Limiting your internet use is good for you!
In an ideal world, people who make decisions about specific areas of governance have expertise in them. In the real world they are lawyers. At the National Telecommunications Commission hearing livestreamed by Blogwatch yesterday, this became painfully clear as representatives of the telecoms industry and bureaucrats from the NTC chose not to tackle the issue of capping broadband use head-on.
They either made insipid comments about the state of the internet in the Philippines or chose not to go on record by indicating that they have already submitted their position papers. The technical issues and implications, predictably, came from consumers – ordinary people who were wired enough to have caught wind of such a hearing in the first place. Ordinary people who, for the day, could afford to take some time off to articulate their opposition to the plans of capping broadband usage.
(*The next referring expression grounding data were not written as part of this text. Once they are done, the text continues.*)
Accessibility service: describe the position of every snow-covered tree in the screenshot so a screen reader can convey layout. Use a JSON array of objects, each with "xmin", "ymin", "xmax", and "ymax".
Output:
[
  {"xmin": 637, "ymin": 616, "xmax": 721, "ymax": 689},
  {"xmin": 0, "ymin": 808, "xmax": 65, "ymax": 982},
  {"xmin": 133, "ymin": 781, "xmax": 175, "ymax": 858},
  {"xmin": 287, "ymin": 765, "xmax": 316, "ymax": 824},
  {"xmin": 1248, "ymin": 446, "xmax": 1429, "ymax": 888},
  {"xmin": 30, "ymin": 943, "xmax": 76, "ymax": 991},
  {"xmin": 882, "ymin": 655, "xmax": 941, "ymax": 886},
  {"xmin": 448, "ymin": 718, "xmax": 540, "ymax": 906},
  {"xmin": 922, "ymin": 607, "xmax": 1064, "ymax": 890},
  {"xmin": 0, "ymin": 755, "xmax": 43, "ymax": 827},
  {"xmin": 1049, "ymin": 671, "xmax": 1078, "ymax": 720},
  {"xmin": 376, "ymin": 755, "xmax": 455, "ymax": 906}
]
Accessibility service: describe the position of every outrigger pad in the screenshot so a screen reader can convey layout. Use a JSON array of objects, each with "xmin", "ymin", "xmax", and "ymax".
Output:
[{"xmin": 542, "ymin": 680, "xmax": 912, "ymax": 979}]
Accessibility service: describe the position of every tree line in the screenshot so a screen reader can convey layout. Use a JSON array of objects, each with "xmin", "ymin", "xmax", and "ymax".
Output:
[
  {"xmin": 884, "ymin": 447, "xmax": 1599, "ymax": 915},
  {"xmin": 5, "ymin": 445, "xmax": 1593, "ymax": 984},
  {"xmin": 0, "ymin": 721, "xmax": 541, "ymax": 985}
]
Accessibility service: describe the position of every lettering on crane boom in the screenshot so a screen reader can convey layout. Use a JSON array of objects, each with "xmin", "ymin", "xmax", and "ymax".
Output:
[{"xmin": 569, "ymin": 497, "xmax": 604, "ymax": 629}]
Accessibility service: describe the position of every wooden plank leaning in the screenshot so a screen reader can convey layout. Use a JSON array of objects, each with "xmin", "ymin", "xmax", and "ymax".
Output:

The dominant frame that came out of this public hearing was this: a small number of users (by their own admission no more than 2% of the total) abuse their internet privileges. The telcos want to improve service by limiting daily usage of the vast majority of netizens.
Essentially they are saying limiting your internet use, in the end, is good for you! If you are unable to stream all your favourite videos on Youtube, this is good for you! If you are unable to torrent whatever, this is good for you! If you are unable to download all the PDFs you might need for school work, this is good for you! If you are unable to speak with as many people as you want for however long you want on Skype, this is good for you! If you own an internet café and you specialise in online gaming, paying more for more bandwidth is good for you!
What isn’t good for you is the public and private sectors making investments to improve our telecommunications infrastructure. What isn’t good for you is the expansion of the market by increasing capacity. What isn’t good for you is the NTC defining what the Memorandum Order means by users being online for an “unreasonably long period of time.” What, pray tell, is unreasonable? 5 hours? 7? 10? Will they make an accounting of all their subscribers and decide who are and who are not entitled to use the internet for as long as they wish? Do students get priority? What about knowledge workers? People who work at home?
Today it is easy to take internet access for granted. When your connection is crappy, then you realise the impact it has in your life, your work, your leisure. Had we not been wired, we would not have found out about this ‘public hearing’ in the first place. Blogwatch would have been unable to livestream the hearing, I would not be writing this rant and you would not be reading it. @dementia on Twitter made a note on the scant news coverage on this issue by Old Media. This is rather remarkable. Your internet service provider is about to put limits on how you access the internet, with the aid of your own government, and you have no clue.